La catedral de Lima. Pizarro dedicó la catedral de Lima, inaugurada en 1540, a la Virgen de la Asunción. Durante unas obras de remodelación, en 1977, se descubrieron los restos del conquistador en la cripta de la catedral.
iStockMuerto el gobernador, el pánico y el caos se adueñaron de Lima. Varios almagristas quisieron profanar y sacar en público escarnio los cuerpos de los dos hermanos Pizarro, pero la valentía de dos mujeres, Inés Muñoz, viuda de Martín de Alcántara, y María Lezcano, esposa del fiel soldado Juan de Barbarán, también asesinado por los almagristas, impidieron este último ultraje. Ellas recogieron los cadáveres y los amortajaron. A Francisco Pizarro lo vistieron con el hábito de Santiago, se le colocó en las manos un bracamante (una espada curva típica de la época) y unas espuelas, y lo escondieron para velarlo en el convento de la Merced. Fue enterrado a la mañana siguiente en una fosa improvisada en una nave de la inacabada catedral, acompañado por un triste y menguado cortejo.

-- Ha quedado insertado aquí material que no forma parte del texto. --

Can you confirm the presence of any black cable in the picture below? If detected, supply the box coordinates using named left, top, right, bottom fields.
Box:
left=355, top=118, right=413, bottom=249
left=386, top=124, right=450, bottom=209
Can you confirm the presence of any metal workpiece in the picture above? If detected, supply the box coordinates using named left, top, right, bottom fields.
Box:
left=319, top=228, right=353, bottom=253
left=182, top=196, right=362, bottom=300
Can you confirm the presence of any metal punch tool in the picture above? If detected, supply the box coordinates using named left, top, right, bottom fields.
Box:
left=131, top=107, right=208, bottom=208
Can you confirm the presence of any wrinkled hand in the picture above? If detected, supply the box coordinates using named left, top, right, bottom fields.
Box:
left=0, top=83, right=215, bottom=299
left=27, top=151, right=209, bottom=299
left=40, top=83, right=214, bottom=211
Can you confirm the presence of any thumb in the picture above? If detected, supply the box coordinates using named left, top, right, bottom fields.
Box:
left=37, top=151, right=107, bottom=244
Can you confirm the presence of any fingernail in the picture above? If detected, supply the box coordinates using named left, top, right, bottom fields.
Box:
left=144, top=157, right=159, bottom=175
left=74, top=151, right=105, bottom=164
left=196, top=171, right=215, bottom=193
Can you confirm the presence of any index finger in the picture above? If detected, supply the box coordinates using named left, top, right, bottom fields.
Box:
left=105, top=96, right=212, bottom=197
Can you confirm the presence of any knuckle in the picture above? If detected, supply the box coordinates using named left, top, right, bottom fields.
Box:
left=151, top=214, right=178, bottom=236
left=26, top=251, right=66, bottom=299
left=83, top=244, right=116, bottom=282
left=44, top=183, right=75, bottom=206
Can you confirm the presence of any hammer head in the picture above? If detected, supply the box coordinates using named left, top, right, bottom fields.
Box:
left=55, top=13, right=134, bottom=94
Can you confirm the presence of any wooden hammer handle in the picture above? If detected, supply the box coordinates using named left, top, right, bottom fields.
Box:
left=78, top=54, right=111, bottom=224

Tras la muerte del gobernador, una ola de venganzas y delaciones se desató por todo Perú. En el enfrentamiento decisivo, cerca de Huamanga, los almagristas fueron aniquilados por el nuevo gobernador, Cristóbal Vaca de Castro. Almagro el Mozo fue ejecutado en la misma plaza de Cuzco que su padre y enterrado junto a él en la iglesia de la Merced. También allí, curiosamente, sería enterrado cuatro años más tarde, en 1548, Gonzalo Pizarro, hermano menor del conquistador, ejecutado por rebelión contra la Corona.